What if I hold my Bitcoin overseas?
It is unclear whether holding bitcoin in a foreign exchange (as opposed to a U.S. exchange like Coinbase) is a foreign financial account that requires the taxpayer to file a Report of Foreign Bank and Financial Accounts (FBAR). To date, the IRS has not published guidance on the treatment of virtual currency in accounts overseas, so practitioners are prone to err on the side of caution by over-reporting. This demonstrates the continuing need for the IRS to publish additional guidance to clearly define the rules under which taxpayers may face penalties for noncompliance.
In fact, in May of 2017, the Senate Committee on Finance and the House Committee on Ways and Means asked whether the IRS will consider a de minimis exemption or other action to remove practical obstacles to the use of virtual currencies. For example, some tax practitioners propose that Congress codify a de minimis exception for gain and loss, or even limit the recognition of gain or loss to when investors “off-ramp,” meaning when they convert their virtual currency back into U.S. dollars.
This is because the current tax treatment, where every purchase or use is treated as a disposition of property, is considered by some to be too burdensome for the day-to-day transactions for which most virtual currencies were intended. Instead, taxpayers are being incentivized by the current tax treatment to hold onto their virtual currency like a capital asset in order to receive the more preferential tax treatment available for capital gains.
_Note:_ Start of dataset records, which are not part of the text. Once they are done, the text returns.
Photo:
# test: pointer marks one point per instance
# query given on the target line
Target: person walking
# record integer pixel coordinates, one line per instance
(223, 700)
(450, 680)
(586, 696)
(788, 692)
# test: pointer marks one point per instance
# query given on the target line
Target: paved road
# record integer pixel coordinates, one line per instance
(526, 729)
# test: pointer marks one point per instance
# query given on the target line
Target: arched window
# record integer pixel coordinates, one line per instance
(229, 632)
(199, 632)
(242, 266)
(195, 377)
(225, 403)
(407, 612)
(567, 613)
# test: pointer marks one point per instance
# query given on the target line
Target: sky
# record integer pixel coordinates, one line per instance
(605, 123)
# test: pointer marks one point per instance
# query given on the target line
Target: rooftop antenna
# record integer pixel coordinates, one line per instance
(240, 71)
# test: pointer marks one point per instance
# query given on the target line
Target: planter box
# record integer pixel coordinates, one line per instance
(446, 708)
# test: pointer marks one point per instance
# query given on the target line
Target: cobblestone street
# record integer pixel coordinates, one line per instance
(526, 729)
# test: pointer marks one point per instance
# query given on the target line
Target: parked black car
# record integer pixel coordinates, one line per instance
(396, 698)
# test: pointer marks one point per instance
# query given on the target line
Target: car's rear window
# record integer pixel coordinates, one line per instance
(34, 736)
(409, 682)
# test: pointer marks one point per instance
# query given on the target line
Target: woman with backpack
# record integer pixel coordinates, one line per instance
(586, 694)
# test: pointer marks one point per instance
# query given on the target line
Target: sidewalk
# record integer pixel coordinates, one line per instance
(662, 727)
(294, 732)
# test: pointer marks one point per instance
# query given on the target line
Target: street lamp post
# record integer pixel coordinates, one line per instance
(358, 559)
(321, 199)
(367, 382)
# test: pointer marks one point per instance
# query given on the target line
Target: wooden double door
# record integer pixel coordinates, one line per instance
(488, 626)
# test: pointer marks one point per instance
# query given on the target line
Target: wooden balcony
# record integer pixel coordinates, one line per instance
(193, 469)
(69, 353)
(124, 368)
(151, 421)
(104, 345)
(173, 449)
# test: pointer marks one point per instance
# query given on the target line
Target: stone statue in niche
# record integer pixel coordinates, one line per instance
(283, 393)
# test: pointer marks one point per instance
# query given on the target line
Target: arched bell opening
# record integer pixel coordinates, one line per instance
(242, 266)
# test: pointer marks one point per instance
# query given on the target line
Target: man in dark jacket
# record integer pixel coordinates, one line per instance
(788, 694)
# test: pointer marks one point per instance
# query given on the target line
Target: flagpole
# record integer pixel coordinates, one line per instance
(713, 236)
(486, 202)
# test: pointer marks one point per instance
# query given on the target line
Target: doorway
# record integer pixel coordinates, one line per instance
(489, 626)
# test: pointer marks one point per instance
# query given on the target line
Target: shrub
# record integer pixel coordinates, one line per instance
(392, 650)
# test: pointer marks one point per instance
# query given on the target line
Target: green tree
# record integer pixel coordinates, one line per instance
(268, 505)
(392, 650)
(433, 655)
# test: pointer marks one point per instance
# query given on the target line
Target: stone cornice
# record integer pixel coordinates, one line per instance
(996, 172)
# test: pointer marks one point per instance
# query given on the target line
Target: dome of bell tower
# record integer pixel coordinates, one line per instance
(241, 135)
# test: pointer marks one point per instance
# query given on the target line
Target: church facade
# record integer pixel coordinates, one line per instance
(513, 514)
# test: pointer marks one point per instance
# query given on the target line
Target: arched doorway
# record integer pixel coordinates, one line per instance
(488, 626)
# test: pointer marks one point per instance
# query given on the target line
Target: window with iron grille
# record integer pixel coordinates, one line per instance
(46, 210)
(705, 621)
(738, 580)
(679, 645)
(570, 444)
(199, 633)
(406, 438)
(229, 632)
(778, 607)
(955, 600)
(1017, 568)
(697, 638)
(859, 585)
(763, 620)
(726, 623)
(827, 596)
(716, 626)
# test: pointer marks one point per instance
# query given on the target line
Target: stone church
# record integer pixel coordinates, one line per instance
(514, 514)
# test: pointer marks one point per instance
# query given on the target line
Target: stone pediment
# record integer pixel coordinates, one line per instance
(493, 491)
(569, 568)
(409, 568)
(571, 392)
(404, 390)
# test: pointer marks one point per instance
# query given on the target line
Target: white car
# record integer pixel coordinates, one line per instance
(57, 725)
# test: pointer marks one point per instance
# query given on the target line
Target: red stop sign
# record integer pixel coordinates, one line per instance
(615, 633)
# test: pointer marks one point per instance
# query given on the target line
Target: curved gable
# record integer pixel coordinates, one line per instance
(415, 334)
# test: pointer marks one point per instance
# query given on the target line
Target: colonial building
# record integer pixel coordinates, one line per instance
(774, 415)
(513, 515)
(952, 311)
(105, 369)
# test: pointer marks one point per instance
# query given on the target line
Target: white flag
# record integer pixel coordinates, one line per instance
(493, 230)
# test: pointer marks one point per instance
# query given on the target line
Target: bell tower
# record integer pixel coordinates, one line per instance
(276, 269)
Remaining Issues under U.S. Tax Law
Taxpayers require additional guidance regarding several types of virtual currency transactions, including the determination of fair market value during periods of high volatility, the treatment of the costs of mining and acquiring virtual currency, and other property transaction rules as they apply to virtual currencies. Clear guidance in this area will improve taxpayer compliance, protect taxpayer privacy, lower transaction costs, and boost economic efficiency. As a result, this is one of the areas of tax law where practitioners agree that clients would benefit greatly from further statutory and regulatory clarification.